As with all herbal remedies and alternative medications, great
caution should be used by the patient since these products are
unregulated and their content, side effects, and drug interaction
potential has generally not been evaluated. Clearly, some alternative
medicines can cause harm to the HIV-infected patient when combined
with antiretrovirals.[7] It is unrealistic to ask patients not
to use these products, since many will
continue to do so without informing their provider. Therefore,
physicians should include alternative medicines in the patient's
drug history and note the dates at which the patients initiated
and discontinued these products. These dates can then be compared
with the onset or resolution of adverse effects and any change
in the immunologic response, or virologic response to therapy.

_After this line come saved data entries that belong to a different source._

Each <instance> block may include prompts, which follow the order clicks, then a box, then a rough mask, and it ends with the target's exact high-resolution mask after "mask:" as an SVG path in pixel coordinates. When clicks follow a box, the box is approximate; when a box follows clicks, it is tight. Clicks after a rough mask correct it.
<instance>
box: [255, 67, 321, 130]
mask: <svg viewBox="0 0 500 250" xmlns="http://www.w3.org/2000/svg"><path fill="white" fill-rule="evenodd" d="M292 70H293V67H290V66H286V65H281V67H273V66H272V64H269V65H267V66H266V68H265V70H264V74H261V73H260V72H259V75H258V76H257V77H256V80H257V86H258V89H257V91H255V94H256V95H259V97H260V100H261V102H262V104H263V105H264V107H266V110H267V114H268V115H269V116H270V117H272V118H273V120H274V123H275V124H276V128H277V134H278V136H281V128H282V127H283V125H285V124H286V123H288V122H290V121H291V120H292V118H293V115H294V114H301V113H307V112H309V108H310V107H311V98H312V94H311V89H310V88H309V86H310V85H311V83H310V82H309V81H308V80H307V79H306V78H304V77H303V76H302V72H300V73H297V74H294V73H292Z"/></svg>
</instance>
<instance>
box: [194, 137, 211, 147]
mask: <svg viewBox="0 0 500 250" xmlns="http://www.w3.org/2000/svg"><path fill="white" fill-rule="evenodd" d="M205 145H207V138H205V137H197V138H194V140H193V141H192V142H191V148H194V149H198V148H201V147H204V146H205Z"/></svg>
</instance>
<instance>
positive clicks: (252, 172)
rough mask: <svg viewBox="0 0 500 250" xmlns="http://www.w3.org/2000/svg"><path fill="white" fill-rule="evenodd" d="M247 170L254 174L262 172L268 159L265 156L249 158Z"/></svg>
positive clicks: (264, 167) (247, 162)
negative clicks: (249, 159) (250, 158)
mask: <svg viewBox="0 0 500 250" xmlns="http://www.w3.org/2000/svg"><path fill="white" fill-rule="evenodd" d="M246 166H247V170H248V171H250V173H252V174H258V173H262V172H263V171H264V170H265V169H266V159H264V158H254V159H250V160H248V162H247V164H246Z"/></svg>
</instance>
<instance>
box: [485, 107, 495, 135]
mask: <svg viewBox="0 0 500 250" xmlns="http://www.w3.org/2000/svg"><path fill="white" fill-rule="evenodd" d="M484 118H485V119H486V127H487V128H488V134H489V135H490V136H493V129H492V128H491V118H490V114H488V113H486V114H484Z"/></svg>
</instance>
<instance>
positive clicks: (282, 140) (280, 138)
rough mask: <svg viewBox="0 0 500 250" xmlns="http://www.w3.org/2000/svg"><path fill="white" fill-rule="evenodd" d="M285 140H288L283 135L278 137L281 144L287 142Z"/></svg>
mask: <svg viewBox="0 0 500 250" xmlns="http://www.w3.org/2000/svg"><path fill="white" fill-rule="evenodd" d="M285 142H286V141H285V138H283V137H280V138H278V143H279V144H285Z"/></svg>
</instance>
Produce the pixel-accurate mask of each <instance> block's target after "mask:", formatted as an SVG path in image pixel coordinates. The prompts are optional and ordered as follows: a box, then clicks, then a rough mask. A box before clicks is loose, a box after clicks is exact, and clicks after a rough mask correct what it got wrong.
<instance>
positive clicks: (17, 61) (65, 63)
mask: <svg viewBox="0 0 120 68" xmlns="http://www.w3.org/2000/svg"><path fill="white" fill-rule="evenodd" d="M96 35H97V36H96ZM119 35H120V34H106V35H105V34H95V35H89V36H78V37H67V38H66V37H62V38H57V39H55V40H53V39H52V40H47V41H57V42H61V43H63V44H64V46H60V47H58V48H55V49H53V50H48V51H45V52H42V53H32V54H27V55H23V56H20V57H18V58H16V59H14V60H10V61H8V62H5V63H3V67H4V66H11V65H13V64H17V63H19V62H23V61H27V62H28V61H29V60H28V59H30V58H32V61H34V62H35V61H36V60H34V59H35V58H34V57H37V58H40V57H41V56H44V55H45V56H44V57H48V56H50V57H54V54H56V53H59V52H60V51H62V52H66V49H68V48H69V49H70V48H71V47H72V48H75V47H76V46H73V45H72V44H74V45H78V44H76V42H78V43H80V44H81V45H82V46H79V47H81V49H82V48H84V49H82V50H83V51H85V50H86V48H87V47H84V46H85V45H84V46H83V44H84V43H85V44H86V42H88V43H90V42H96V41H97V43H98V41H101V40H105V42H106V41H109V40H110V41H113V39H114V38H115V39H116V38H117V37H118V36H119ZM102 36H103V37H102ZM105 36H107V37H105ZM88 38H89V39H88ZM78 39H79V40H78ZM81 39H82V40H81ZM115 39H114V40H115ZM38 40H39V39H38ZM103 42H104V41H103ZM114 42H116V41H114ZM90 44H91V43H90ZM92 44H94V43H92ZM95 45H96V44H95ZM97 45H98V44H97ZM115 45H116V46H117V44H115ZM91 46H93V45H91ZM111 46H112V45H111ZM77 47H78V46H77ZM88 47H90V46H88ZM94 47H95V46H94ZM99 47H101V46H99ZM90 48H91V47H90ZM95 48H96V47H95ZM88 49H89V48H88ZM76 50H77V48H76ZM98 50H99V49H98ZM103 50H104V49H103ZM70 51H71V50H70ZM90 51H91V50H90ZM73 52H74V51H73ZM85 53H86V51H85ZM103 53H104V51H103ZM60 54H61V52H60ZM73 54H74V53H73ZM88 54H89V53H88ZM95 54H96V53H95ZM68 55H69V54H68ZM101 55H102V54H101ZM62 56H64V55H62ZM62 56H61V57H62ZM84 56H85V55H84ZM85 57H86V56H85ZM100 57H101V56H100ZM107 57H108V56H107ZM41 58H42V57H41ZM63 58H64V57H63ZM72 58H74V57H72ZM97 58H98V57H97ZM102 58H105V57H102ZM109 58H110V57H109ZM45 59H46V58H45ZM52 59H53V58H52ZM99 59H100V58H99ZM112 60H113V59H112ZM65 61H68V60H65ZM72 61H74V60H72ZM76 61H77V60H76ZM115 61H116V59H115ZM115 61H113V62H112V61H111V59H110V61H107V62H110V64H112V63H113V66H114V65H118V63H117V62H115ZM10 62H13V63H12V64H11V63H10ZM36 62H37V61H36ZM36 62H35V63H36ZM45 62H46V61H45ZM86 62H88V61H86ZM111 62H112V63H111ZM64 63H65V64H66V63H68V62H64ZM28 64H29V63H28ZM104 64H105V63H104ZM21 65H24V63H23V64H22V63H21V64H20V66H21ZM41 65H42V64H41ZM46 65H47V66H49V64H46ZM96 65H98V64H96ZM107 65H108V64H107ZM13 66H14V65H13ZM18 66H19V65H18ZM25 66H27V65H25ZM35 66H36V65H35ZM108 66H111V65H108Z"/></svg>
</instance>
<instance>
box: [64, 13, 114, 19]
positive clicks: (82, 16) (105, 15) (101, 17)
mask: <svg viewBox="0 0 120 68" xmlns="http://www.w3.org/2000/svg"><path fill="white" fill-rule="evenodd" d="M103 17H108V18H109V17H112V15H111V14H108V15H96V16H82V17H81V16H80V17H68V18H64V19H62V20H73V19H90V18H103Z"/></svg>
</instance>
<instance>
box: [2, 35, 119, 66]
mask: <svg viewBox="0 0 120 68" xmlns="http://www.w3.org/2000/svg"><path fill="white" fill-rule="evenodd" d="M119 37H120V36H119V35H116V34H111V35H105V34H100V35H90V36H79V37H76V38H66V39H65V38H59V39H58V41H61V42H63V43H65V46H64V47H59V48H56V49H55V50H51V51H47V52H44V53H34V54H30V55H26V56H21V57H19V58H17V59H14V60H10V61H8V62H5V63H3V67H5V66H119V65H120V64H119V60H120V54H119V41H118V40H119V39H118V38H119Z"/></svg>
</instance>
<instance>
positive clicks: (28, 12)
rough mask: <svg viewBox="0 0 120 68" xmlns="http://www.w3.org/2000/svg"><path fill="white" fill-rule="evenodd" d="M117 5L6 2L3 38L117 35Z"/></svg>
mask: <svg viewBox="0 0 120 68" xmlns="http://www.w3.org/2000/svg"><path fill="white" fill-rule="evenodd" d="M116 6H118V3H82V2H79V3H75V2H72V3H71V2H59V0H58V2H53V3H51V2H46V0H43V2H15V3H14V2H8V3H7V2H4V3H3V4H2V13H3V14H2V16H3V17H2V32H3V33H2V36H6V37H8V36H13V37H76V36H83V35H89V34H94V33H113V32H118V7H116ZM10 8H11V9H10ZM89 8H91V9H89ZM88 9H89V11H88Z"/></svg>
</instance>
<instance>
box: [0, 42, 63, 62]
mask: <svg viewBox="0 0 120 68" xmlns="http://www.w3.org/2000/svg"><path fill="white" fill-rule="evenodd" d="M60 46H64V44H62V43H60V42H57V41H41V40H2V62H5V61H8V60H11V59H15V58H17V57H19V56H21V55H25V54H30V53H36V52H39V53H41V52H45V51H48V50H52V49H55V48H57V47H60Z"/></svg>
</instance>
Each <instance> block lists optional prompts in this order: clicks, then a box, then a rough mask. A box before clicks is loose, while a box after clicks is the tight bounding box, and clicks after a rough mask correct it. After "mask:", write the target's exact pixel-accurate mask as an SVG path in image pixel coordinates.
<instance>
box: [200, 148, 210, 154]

The field of drug-herb interactions is likely to receive great
attention in the near future. Studies are currently ongoing to
assess a variety of products. Many herbal products are indeed
pharmacologically active.
Clinicians need to ask about herbal remedies and include these
products in the evaluation of adverse effects and response to
therapy.
References
Pepping J. Milk thistle: Silybum marianum. Am J Health Syst Pharm.
1999; 56:1195-1197.
Flora K, Hahn M, Rosen H, Benner K. Milk thistle (Silybum marianum)
for the therapy of liver disease. Am J Gastroenterol. 1998; 93:139-143.
Jellin JM, Batz F, Hitchens K. Milk Thistle. Natural Medicines
Comprehensive Database. Therapeutic Research Facility, Stockton,
CA, 1999.
Zima T, Kamenikova L, Janebova M, Buchar E, Crkovska J, Tesar
V. The effect of silibinin on experimental cyclosporine nephrotoxicity.
Ren Fail.
1998; 20:471-479.
Racz K, Feher J, Csomos G, Varga I, Kiss R, Glaz E. An antioxidant
drug, silibinin, modulates steroid secretion in human pathological
adrenocortical cells. J Endocrinol. 1990; 124:341-345.
Leber HW, Knauff S. Influence of silymarin on drug metabolizing
enzymes in rat and man. Arzneimittelforschung. 1976; 26:1603-1605.
Piscitelli SC, Burstein AH, Chaitt D, Alfaro RM, Falloon J. Indinavir
concentrations and St. John's wort. Lancet. 2000; 355:547-548.